14.2 Merchant shall defend, indemnify and hold harmless the Carrier, its subcontractors, servants or agents in respect of any claim (and any expense arising therefrom) of a General Average which may be made against the Carrier and/or any of its subcontractors, servants or agents. Merchant agrees to pay any and all sums or securities assessed by the General Average Adjuster for payments on account.
14.3 Neither the Carrier nor its subcontractors, servants or agents shall be under any obligation to take any steps whatsoever to post security for General Average or to collect security for General Average contributions due from the Merchant. Notwithstanding the foregoing, Carrier is authorized at its discretion to act on behalf of the Goods in any salvage proceeding at the sole expense of Merchant, unless Merchant arranges for separate representation.

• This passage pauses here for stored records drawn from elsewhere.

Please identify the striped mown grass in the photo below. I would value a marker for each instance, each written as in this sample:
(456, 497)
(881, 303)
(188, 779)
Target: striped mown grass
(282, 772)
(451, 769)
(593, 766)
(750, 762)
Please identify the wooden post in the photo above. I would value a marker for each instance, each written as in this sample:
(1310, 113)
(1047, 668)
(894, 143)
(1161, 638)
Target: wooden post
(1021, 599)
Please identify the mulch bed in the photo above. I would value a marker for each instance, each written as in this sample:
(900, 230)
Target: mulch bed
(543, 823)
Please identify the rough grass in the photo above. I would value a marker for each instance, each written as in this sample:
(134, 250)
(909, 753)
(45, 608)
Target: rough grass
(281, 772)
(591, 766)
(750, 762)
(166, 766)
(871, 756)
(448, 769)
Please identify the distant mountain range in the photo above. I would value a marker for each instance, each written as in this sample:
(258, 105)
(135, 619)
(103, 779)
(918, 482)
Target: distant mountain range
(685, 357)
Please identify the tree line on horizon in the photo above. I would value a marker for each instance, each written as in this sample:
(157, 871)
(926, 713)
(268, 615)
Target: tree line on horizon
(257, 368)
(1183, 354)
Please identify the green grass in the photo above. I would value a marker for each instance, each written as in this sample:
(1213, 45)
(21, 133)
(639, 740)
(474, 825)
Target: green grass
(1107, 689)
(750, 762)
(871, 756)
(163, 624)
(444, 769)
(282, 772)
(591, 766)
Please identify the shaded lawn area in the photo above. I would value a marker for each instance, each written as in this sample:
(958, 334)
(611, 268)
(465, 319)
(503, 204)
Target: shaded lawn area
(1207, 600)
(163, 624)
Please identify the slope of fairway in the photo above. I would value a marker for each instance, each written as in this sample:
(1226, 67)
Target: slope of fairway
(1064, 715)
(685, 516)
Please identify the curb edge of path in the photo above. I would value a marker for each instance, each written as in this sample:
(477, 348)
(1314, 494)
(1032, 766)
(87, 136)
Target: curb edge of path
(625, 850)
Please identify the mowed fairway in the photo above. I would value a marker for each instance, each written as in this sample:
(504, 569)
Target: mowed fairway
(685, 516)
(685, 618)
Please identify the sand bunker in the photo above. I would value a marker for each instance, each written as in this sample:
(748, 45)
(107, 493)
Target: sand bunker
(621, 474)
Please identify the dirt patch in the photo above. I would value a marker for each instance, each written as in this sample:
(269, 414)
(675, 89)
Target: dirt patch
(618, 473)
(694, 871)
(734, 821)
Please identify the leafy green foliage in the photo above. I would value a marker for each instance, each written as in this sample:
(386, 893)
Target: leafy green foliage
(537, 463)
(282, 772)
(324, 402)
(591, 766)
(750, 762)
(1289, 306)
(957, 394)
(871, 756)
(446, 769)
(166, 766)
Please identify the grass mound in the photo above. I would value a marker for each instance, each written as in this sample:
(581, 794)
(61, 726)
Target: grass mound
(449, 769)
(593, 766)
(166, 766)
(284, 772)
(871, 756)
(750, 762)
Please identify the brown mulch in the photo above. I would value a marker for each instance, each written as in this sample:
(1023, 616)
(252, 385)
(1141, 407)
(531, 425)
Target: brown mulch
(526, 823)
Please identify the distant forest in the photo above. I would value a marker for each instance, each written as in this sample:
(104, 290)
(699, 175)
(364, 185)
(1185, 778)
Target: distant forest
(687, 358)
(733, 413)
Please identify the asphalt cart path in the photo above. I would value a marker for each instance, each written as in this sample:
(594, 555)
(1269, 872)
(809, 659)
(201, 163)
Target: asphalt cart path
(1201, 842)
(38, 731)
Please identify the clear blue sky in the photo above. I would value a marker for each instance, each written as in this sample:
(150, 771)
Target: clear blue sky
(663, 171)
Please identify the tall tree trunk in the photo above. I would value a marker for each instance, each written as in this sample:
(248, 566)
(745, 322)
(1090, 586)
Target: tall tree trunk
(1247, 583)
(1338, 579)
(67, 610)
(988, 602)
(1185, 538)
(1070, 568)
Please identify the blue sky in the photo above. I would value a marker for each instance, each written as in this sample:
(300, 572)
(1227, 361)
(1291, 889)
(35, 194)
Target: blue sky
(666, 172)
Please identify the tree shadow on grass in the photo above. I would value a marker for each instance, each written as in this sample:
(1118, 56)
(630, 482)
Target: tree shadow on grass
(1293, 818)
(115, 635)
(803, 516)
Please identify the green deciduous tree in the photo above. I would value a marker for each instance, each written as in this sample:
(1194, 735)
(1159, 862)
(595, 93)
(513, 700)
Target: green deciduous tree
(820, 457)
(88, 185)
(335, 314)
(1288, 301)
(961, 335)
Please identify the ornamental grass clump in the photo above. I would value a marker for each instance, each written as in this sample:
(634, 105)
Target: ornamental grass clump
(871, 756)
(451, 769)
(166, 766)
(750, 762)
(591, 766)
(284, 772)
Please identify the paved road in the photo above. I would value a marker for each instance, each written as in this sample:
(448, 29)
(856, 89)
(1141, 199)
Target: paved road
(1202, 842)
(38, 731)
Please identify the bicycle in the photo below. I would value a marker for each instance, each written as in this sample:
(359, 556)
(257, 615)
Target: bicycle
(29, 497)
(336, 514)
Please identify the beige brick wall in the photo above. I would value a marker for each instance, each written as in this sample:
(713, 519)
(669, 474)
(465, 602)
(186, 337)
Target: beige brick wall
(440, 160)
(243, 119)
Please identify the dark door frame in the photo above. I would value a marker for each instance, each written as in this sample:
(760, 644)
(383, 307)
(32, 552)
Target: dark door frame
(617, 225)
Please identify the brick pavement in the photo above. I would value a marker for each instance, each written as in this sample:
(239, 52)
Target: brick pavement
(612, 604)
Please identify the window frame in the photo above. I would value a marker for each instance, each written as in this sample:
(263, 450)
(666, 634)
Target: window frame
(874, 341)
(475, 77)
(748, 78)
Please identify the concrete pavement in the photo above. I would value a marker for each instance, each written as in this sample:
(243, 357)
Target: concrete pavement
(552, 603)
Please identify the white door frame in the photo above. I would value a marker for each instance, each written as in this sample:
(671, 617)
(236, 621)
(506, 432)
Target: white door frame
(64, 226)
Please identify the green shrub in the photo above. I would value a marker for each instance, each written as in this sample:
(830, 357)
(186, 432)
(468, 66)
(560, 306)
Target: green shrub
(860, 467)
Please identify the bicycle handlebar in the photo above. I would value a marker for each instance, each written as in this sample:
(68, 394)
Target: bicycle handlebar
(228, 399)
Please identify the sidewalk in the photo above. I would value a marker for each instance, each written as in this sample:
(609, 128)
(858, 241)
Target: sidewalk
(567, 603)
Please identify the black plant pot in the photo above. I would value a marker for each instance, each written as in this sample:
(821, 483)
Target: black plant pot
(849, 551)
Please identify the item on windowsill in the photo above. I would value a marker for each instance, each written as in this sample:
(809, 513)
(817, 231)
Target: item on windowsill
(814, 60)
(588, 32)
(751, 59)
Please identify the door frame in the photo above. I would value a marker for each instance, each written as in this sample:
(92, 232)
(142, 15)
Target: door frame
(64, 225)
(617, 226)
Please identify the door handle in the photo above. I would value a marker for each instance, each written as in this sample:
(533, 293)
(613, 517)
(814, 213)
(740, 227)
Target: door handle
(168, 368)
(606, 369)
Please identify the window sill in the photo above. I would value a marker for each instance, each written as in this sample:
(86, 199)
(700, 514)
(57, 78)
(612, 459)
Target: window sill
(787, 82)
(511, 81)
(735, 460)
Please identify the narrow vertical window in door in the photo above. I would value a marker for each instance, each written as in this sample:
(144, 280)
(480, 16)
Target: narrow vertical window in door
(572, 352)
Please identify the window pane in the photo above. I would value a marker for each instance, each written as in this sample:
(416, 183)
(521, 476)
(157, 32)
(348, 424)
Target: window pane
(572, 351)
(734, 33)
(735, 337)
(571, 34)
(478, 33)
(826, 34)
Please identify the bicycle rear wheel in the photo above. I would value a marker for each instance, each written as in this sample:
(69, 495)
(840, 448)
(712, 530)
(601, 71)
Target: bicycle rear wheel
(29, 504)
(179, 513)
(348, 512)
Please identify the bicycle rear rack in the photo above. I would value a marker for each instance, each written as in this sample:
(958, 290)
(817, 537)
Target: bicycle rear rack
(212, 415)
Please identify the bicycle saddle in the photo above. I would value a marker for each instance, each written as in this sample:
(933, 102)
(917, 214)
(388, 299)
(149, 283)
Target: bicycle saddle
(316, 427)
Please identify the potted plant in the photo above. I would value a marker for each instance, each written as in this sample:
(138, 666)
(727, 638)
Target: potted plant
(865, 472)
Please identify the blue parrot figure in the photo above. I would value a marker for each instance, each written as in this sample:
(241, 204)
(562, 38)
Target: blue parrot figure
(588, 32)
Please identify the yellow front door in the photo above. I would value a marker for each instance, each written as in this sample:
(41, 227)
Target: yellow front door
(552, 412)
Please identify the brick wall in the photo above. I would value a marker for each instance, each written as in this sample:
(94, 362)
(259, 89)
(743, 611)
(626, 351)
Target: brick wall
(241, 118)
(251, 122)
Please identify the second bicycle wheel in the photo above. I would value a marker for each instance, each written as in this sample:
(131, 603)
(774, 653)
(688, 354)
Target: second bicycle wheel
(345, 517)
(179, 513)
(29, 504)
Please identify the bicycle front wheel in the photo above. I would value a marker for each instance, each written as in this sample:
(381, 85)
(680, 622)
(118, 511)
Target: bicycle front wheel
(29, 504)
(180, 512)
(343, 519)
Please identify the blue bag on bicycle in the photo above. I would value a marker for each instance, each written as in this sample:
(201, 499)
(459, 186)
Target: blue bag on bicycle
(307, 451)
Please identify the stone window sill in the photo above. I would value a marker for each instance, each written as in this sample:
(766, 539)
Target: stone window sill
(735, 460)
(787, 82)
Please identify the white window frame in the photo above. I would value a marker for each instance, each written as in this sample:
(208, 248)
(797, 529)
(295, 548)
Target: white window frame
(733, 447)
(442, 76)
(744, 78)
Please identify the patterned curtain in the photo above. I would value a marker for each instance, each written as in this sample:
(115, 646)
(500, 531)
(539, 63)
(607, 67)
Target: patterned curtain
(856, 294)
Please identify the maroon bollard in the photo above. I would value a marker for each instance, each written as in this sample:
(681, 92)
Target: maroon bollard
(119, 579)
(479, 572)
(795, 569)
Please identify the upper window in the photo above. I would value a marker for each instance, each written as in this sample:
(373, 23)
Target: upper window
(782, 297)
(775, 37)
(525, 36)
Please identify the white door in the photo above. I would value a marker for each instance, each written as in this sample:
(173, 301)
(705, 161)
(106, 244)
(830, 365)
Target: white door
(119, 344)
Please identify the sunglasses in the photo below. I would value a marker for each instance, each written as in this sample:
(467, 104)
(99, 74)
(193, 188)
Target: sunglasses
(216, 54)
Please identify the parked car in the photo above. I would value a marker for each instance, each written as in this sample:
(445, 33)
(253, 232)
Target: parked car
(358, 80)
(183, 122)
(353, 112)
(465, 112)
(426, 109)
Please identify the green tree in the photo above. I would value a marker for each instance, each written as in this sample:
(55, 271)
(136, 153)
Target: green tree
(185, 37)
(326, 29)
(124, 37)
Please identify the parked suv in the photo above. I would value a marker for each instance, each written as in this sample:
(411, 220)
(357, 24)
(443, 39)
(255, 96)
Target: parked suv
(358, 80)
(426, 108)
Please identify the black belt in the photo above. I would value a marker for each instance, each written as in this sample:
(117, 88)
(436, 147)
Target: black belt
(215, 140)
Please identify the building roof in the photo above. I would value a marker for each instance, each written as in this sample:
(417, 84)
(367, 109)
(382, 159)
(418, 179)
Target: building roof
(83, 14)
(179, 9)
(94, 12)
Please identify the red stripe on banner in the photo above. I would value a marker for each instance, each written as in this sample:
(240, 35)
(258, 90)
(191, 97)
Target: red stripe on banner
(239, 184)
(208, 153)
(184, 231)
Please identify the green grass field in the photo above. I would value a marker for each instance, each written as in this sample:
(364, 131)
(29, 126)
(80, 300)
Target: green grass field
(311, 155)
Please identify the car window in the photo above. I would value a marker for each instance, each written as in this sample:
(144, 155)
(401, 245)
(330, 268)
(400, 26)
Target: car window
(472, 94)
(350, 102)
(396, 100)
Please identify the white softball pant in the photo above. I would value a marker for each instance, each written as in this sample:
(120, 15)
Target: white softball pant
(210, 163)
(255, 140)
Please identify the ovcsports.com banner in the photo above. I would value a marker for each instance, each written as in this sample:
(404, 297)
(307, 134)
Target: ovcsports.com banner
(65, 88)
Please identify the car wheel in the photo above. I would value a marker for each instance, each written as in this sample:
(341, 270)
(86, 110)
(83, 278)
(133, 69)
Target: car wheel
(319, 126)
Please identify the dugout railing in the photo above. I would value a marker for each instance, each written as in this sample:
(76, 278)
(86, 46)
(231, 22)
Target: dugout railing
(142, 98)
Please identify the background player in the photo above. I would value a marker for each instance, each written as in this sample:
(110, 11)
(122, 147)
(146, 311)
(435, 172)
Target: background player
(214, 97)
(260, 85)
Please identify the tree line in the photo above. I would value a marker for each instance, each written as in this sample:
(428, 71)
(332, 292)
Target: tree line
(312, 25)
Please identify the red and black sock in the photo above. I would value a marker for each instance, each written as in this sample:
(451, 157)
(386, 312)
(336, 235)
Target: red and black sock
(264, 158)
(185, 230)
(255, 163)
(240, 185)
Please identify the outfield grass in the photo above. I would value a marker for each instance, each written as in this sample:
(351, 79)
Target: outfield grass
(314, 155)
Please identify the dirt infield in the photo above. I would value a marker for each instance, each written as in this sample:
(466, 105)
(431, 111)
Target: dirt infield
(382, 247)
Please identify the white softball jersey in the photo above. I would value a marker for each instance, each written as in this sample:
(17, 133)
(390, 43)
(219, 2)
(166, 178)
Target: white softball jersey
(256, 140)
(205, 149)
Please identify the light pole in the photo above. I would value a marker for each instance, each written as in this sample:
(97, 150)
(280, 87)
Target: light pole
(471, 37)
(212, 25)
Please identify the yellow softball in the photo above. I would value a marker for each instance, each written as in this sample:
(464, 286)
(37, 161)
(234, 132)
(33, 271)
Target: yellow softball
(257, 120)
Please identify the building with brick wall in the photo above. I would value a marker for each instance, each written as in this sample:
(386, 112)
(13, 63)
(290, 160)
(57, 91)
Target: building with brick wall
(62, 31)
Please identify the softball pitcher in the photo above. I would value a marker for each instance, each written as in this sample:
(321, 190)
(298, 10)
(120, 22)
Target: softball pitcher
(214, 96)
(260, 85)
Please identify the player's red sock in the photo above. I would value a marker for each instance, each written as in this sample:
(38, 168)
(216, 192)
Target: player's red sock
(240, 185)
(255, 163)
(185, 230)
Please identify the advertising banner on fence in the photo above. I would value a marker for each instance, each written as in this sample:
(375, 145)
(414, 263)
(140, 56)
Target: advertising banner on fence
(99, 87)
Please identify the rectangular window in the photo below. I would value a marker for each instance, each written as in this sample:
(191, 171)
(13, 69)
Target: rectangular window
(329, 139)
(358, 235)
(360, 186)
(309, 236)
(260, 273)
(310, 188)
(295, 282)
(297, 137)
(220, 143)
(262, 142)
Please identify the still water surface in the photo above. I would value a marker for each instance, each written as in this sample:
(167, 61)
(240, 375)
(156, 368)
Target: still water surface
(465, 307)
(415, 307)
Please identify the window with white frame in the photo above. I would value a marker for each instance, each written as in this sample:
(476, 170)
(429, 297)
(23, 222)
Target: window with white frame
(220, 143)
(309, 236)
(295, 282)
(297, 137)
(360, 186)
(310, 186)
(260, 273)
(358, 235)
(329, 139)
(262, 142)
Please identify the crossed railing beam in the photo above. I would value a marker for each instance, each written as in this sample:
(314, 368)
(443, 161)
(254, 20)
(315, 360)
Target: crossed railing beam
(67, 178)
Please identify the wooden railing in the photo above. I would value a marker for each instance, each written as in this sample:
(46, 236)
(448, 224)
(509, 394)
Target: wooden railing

15. NOTICE OF CLAIM AND TIME FOR SUIT
15.1 Unless the Merchant provides written notice to the Carrier of the general nature of any loss or damage to the Goods at the time the Carrier delivers the Goods to the Merchant, such delivery by the Carrier is prima facie evidence of the Carrier’s delivery of the Goods in good order and condition.
15.2 Where the loss or damage is not apparent and/or latent, the same prima facie presumption shall apply if notice in writing is not given to Carrier within 3 days after the day when the Goods were delivered to the Merchant.
15.3 The Carrier shall be discharged of all liability unless suit is brought against the Carrier within one year from the date of delivery or the date on which the Goods should have been delivered.
16. MANDATORY VENUE, JURISDICTION, AND APPLICABLE LAW
Merchant agrees that all claims or disputes hereunder or questions arising out of the Carriage of the Goods shall be determined under United States law solely in the United States District Court for the District of Massachusetts, to the exclusion of all other courts, and the Merchant and Carrier each agree to submit to the personal jurisdiction of that Court; provided, however, where the Vessel operator issues a bill of lading for the transportation of the Goods that includes a mandatory venue clause for a mandatory venue other than the District of Massachusetts, the Merchant expressly agrees to be bound by the mandatory venue clause of the Vessel operator’s bill of lading for any claims, disputes, or questions that the Merchant has against the Carrier and any subcontractor, servant or agent of Carrier. Merchant agrees that equity and judicial efficiency require that a single action shall resolve all claims, disputes, or questions arising out of the Carriage of the Goods.